As of March 25, 2016, Darden Restaurants (DRI) was trading at $65.80. The share price may have already priced in the estimates that we’ve discussed in the earlier articles. In this article, we’ll look at analysts’ recommendations and estimated price targets over the next 12 months
Currently, analysts are expecting Darden, which forms 0.27% of the iShares US Consumer Services ETF (IYC), to reach $70.70 over the next 12 months, which would represent a return of 7.5%. The announcement of higher same-store sales growth and EPS guidance for 3Q16 by Darden’s management have prompted analysts to revise their estimates upward from $68.20 to $70.70.
On the higher side, Jeffrey A. Bernstein of Barclays has estimated that it could reach $81. On the lower side, Karen Holthouse of Goldman Sachs has estimated that it could reach $63.
Among Darden’s peers, Texas Roadhouse (TXRH) has a return potential of 1% over the next 12 months. Bloomin’ Brands (BLMN) and Brinker International (EAT) are expected to return 23.1% and 19.7%, respectively.

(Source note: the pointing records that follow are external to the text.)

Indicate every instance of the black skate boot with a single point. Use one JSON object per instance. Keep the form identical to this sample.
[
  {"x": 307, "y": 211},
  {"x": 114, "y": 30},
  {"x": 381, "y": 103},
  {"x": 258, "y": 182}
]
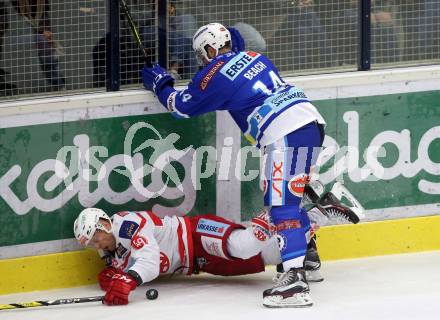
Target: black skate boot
[
  {"x": 312, "y": 263},
  {"x": 291, "y": 290}
]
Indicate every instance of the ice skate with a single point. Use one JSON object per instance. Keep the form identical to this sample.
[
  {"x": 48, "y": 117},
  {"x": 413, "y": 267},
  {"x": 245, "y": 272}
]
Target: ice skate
[{"x": 291, "y": 290}]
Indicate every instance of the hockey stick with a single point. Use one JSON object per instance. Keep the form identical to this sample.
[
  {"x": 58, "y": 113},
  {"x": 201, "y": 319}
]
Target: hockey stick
[
  {"x": 46, "y": 303},
  {"x": 135, "y": 32}
]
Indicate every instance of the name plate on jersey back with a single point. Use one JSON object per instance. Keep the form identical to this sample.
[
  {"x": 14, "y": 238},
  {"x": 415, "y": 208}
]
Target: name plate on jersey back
[{"x": 271, "y": 106}]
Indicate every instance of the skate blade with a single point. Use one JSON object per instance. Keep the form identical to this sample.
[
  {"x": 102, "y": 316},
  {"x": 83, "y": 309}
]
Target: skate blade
[
  {"x": 299, "y": 300},
  {"x": 314, "y": 276}
]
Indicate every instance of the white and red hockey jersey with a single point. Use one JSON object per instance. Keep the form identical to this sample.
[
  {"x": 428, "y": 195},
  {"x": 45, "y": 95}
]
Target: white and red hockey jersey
[{"x": 150, "y": 245}]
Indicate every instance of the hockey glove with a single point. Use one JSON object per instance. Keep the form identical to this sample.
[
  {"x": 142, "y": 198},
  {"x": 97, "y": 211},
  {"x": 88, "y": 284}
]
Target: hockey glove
[
  {"x": 105, "y": 277},
  {"x": 237, "y": 40},
  {"x": 156, "y": 78},
  {"x": 120, "y": 287}
]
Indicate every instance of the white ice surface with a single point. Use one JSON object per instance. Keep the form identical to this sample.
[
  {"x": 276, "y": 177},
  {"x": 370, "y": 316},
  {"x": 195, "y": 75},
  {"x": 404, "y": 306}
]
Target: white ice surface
[{"x": 391, "y": 287}]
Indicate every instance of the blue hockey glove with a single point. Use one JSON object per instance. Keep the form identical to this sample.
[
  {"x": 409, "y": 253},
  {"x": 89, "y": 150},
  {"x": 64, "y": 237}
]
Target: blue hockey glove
[
  {"x": 156, "y": 78},
  {"x": 237, "y": 40}
]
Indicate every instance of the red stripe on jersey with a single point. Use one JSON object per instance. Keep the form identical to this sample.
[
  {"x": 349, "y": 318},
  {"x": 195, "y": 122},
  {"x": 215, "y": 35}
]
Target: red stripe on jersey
[{"x": 143, "y": 222}]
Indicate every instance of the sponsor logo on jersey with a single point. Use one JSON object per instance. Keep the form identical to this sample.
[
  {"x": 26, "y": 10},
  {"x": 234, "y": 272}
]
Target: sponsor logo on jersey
[
  {"x": 138, "y": 242},
  {"x": 211, "y": 73},
  {"x": 255, "y": 70},
  {"x": 282, "y": 241},
  {"x": 83, "y": 240},
  {"x": 212, "y": 227},
  {"x": 120, "y": 251},
  {"x": 213, "y": 246},
  {"x": 164, "y": 263},
  {"x": 238, "y": 64},
  {"x": 297, "y": 184},
  {"x": 128, "y": 228}
]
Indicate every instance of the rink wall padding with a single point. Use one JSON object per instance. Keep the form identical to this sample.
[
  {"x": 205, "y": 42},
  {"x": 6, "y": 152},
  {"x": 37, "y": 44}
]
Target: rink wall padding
[{"x": 334, "y": 242}]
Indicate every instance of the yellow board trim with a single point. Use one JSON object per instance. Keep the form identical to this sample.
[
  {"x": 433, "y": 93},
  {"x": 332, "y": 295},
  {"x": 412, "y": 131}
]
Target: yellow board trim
[{"x": 78, "y": 268}]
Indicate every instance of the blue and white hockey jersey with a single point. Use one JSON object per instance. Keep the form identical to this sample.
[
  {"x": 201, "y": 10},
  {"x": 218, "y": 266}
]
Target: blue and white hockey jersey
[{"x": 248, "y": 85}]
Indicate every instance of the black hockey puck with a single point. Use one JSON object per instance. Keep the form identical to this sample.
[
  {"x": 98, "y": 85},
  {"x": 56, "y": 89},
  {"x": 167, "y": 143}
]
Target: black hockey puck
[{"x": 151, "y": 294}]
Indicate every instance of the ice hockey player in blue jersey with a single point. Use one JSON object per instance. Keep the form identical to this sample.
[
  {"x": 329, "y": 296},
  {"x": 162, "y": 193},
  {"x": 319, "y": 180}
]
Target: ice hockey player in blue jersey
[{"x": 276, "y": 117}]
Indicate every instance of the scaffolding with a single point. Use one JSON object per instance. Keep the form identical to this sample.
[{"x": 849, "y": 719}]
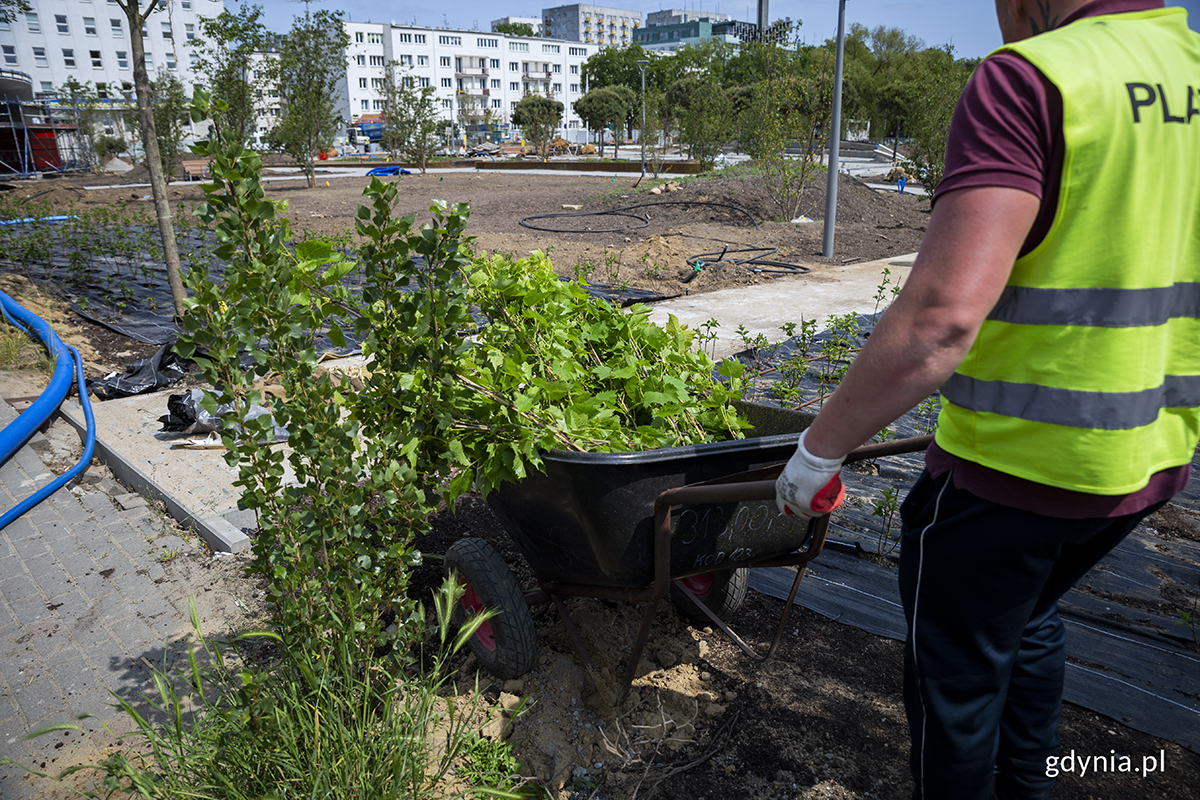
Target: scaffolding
[{"x": 34, "y": 137}]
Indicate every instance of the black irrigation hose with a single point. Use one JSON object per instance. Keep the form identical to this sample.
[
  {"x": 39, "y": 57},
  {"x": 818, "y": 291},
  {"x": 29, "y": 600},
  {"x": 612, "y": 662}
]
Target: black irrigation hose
[
  {"x": 755, "y": 264},
  {"x": 621, "y": 212}
]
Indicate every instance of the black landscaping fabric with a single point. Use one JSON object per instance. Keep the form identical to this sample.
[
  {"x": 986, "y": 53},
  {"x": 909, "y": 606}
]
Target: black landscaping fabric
[
  {"x": 130, "y": 293},
  {"x": 1127, "y": 659}
]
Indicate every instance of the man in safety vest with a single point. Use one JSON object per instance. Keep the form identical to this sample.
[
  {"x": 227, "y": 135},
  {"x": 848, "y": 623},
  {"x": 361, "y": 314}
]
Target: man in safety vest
[{"x": 1056, "y": 304}]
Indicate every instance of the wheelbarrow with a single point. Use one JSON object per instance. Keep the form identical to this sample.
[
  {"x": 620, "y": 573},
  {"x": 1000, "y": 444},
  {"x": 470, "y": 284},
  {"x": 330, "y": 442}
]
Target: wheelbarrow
[{"x": 682, "y": 522}]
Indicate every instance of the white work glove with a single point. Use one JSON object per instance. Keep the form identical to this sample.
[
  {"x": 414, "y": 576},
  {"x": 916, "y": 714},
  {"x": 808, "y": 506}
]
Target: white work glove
[{"x": 809, "y": 485}]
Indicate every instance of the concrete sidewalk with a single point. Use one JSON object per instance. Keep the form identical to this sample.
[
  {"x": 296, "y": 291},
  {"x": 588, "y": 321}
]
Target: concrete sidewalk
[{"x": 81, "y": 615}]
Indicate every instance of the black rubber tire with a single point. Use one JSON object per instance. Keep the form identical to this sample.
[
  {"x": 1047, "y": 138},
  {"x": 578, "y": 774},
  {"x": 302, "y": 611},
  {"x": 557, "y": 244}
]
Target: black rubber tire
[
  {"x": 724, "y": 597},
  {"x": 507, "y": 643}
]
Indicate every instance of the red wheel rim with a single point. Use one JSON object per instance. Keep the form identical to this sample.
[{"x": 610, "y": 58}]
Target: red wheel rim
[
  {"x": 472, "y": 605},
  {"x": 700, "y": 584}
]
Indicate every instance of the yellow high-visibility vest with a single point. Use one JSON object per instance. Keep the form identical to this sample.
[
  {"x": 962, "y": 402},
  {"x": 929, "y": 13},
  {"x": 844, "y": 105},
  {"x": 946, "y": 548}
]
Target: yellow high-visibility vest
[{"x": 1086, "y": 374}]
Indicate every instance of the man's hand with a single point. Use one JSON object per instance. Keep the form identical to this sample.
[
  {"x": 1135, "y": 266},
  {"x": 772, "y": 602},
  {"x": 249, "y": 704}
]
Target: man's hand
[{"x": 809, "y": 486}]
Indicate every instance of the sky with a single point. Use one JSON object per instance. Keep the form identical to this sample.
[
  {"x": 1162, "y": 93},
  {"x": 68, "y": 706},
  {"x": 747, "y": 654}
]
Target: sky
[{"x": 970, "y": 25}]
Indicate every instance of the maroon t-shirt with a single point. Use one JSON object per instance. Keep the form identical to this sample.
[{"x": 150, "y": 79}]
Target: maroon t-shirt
[{"x": 1007, "y": 131}]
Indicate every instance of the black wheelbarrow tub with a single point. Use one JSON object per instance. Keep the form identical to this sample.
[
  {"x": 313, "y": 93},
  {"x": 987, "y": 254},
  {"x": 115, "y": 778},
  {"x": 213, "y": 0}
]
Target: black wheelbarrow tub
[{"x": 589, "y": 517}]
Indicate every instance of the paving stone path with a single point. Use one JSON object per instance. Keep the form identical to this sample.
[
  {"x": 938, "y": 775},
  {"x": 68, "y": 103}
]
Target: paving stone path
[{"x": 81, "y": 617}]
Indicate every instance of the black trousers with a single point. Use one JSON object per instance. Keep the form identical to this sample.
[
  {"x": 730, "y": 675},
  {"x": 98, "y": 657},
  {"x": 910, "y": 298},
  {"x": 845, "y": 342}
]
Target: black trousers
[{"x": 985, "y": 651}]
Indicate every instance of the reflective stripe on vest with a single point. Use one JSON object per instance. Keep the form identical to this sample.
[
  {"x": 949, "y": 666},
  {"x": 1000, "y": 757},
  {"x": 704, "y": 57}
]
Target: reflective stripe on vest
[
  {"x": 1073, "y": 408},
  {"x": 1097, "y": 307}
]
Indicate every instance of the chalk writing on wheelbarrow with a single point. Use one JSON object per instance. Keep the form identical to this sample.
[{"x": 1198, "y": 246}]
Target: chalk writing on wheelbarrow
[{"x": 712, "y": 523}]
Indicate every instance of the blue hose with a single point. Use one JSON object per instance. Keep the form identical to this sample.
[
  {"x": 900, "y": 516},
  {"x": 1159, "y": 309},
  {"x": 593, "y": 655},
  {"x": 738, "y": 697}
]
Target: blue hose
[{"x": 19, "y": 431}]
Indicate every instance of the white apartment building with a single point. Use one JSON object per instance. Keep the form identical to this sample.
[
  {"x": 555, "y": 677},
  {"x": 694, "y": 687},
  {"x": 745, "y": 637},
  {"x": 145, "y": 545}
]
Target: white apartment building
[
  {"x": 533, "y": 22},
  {"x": 468, "y": 70},
  {"x": 89, "y": 41},
  {"x": 598, "y": 25}
]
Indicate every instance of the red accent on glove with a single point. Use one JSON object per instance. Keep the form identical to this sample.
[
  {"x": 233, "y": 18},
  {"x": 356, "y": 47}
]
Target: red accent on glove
[{"x": 829, "y": 497}]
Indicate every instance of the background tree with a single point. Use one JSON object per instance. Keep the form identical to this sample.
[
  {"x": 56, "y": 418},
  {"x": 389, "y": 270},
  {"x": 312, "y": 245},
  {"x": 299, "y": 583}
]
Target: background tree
[
  {"x": 538, "y": 116},
  {"x": 311, "y": 62},
  {"x": 171, "y": 118},
  {"x": 225, "y": 64},
  {"x": 702, "y": 112},
  {"x": 603, "y": 107},
  {"x": 515, "y": 29},
  {"x": 933, "y": 107},
  {"x": 136, "y": 16},
  {"x": 411, "y": 120}
]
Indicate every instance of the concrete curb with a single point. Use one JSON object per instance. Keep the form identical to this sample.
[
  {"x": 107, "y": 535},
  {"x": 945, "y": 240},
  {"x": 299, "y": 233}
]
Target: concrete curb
[{"x": 220, "y": 534}]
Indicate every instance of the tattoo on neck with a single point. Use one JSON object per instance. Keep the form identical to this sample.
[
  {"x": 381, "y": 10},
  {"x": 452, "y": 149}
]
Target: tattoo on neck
[{"x": 1048, "y": 22}]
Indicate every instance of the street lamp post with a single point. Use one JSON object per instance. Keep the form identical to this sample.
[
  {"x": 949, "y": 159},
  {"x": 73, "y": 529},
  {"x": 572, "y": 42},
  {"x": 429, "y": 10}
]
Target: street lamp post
[
  {"x": 641, "y": 65},
  {"x": 834, "y": 136}
]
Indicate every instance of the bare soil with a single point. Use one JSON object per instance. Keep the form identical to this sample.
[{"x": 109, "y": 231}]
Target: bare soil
[{"x": 825, "y": 717}]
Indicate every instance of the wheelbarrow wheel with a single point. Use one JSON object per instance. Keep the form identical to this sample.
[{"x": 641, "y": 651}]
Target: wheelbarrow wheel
[
  {"x": 505, "y": 644},
  {"x": 721, "y": 591}
]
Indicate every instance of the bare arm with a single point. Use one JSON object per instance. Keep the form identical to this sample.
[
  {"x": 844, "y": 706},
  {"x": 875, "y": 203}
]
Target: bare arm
[{"x": 973, "y": 239}]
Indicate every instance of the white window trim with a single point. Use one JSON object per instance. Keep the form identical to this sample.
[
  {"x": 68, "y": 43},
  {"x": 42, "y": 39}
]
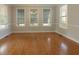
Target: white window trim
[
  {"x": 49, "y": 22},
  {"x": 36, "y": 24},
  {"x": 20, "y": 25},
  {"x": 61, "y": 26}
]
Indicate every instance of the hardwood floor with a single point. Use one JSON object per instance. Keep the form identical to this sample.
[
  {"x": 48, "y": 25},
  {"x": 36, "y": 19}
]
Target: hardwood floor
[{"x": 37, "y": 44}]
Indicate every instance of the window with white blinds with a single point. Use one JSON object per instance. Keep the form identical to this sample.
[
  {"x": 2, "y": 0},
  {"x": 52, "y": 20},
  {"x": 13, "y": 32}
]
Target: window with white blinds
[
  {"x": 46, "y": 17},
  {"x": 33, "y": 17},
  {"x": 3, "y": 17},
  {"x": 63, "y": 21},
  {"x": 20, "y": 17}
]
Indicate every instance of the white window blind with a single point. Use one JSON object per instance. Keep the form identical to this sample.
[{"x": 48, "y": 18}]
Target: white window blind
[
  {"x": 20, "y": 17},
  {"x": 3, "y": 17},
  {"x": 33, "y": 17},
  {"x": 46, "y": 17}
]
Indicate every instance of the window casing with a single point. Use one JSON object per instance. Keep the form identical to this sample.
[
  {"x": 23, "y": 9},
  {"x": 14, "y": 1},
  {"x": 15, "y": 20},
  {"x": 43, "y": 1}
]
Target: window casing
[
  {"x": 63, "y": 21},
  {"x": 3, "y": 17},
  {"x": 46, "y": 16},
  {"x": 20, "y": 17},
  {"x": 34, "y": 16}
]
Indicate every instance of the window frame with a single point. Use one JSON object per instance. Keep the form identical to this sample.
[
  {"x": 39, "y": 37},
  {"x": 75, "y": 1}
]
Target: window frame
[
  {"x": 37, "y": 24},
  {"x": 4, "y": 14},
  {"x": 17, "y": 24},
  {"x": 60, "y": 18},
  {"x": 49, "y": 21}
]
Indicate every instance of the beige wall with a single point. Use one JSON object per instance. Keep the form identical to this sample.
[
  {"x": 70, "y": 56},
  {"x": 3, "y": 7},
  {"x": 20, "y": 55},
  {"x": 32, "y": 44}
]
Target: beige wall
[
  {"x": 73, "y": 23},
  {"x": 29, "y": 28}
]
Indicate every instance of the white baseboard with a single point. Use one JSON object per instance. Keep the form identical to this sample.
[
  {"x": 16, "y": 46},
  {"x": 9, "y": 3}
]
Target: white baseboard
[
  {"x": 73, "y": 39},
  {"x": 31, "y": 31}
]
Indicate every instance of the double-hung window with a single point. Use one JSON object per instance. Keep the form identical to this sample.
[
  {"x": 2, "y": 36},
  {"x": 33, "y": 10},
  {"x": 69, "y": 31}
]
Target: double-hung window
[
  {"x": 3, "y": 17},
  {"x": 33, "y": 17},
  {"x": 20, "y": 17},
  {"x": 63, "y": 21},
  {"x": 46, "y": 16}
]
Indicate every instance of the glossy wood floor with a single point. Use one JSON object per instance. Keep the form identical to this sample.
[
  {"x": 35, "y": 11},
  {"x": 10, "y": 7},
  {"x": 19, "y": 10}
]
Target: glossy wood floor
[{"x": 37, "y": 44}]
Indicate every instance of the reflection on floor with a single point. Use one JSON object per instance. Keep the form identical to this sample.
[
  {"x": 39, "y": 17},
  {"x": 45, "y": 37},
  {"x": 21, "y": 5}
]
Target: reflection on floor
[{"x": 37, "y": 44}]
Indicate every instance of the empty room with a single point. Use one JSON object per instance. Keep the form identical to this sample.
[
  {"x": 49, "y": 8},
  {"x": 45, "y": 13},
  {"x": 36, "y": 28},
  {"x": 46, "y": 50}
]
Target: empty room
[{"x": 39, "y": 29}]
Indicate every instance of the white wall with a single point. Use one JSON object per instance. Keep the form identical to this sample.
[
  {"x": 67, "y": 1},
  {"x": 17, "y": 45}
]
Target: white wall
[
  {"x": 7, "y": 30},
  {"x": 73, "y": 23},
  {"x": 29, "y": 28}
]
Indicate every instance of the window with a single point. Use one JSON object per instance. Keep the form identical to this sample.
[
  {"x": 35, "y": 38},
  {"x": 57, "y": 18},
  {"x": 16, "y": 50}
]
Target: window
[
  {"x": 46, "y": 17},
  {"x": 3, "y": 17},
  {"x": 33, "y": 17},
  {"x": 63, "y": 21},
  {"x": 20, "y": 17}
]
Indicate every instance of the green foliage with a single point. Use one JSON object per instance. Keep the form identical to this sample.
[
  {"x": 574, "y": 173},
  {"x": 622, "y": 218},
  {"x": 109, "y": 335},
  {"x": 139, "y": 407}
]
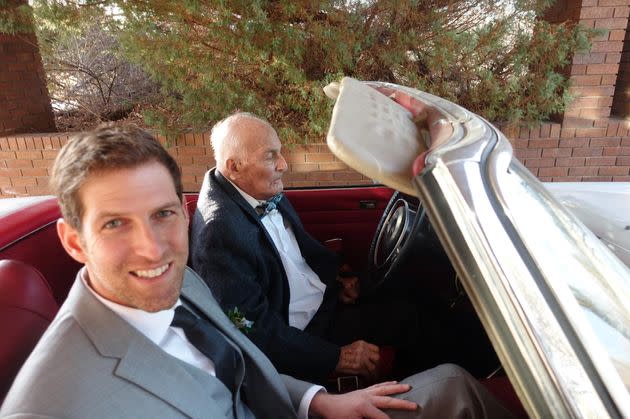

According to a Bloomberg consensus, of the 29 analysts surveyed, 41.4% have “buy” recommendations for DRI, 51.7% have “hold” recommendations, and 6.9% have “sell” recommendations. As the analysts raise their target price for the next 12 months, the share price of the stock may also increase, and vice versa.
A share price that is lower than the target price doesn’t mean an automatic buy. Before investing, you should carefully analyze the various metrics we’ve covered in this series.